Development of ion implantation

The control of surface properties is of paramount importance for a wide range of materials applications, and craftsmen and technologists of all scientific disciplines have battled with problems of corrosion, surface hardness, friction and electrical and optical behaviour for many hundreds of years. Even for the simplest of articles, whether they be knives, bottles or non-stick frying pans, the manufacture of materials which have the desired surface properties is often incompatible with bulk performance, and so there is an emphasis on finding ways to modify surface layers. Processes such as thermal quenching prove effective for hardening steel and glass bottles but lack the finesse which is required for more sophisticated technology. Instead, these use more controllable treatments, including the deposition of surface coatings or diffusion of impurities into the surface layer and, of course, ion implantation.

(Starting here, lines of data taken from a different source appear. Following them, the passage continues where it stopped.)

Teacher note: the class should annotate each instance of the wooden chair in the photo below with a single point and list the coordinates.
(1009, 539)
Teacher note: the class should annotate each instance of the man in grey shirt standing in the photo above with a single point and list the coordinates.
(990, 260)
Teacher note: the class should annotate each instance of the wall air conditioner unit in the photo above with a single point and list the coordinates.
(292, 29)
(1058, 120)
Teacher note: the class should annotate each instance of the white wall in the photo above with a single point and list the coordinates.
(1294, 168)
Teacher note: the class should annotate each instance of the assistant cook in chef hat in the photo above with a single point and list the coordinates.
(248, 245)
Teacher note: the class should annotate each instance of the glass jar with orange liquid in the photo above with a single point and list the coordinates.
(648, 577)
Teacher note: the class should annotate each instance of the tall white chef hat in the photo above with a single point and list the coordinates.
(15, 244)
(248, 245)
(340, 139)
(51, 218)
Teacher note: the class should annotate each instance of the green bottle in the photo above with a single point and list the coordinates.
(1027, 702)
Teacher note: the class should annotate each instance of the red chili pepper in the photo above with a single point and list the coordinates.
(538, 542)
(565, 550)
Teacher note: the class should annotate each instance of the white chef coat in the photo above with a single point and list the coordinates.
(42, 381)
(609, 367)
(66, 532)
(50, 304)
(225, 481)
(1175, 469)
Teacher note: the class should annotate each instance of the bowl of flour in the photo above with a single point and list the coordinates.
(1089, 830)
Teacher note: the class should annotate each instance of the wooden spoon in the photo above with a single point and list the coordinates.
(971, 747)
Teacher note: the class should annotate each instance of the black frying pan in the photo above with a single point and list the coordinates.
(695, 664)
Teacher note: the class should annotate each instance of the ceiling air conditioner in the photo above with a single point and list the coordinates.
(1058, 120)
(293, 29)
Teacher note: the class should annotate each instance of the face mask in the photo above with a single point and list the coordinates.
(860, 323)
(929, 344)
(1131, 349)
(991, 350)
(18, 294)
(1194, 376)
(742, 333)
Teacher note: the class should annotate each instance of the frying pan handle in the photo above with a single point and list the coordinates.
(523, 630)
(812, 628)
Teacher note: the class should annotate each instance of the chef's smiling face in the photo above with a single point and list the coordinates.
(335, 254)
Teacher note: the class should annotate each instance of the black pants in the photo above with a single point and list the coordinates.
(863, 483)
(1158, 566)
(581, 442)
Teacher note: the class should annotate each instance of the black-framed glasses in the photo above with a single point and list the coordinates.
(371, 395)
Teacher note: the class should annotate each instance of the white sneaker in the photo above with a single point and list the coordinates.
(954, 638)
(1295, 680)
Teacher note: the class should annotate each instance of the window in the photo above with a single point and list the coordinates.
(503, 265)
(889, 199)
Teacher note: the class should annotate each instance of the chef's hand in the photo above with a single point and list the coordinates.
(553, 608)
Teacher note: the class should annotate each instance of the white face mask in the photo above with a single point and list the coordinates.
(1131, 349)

Historically, ion implantation has generally been the last of the treatments to receive widespread acceptance. The reason for this is that, compared with coating and diffusion treatments, it appeared to require more complex and expensive equipment which was not readily available. Figure 1.1 indicates that implantation systems may come in several levels of complexity. There are those similar to sophisticated laboratory research machines, which have ion sources, pre-acceleration, mass analysis followed by additional acceleration and then the target region. Commercial applications with requirements of uniformity and a large sample throughput may result in sample handling and beam sweeping equipment as complex and expensive as the accelerator.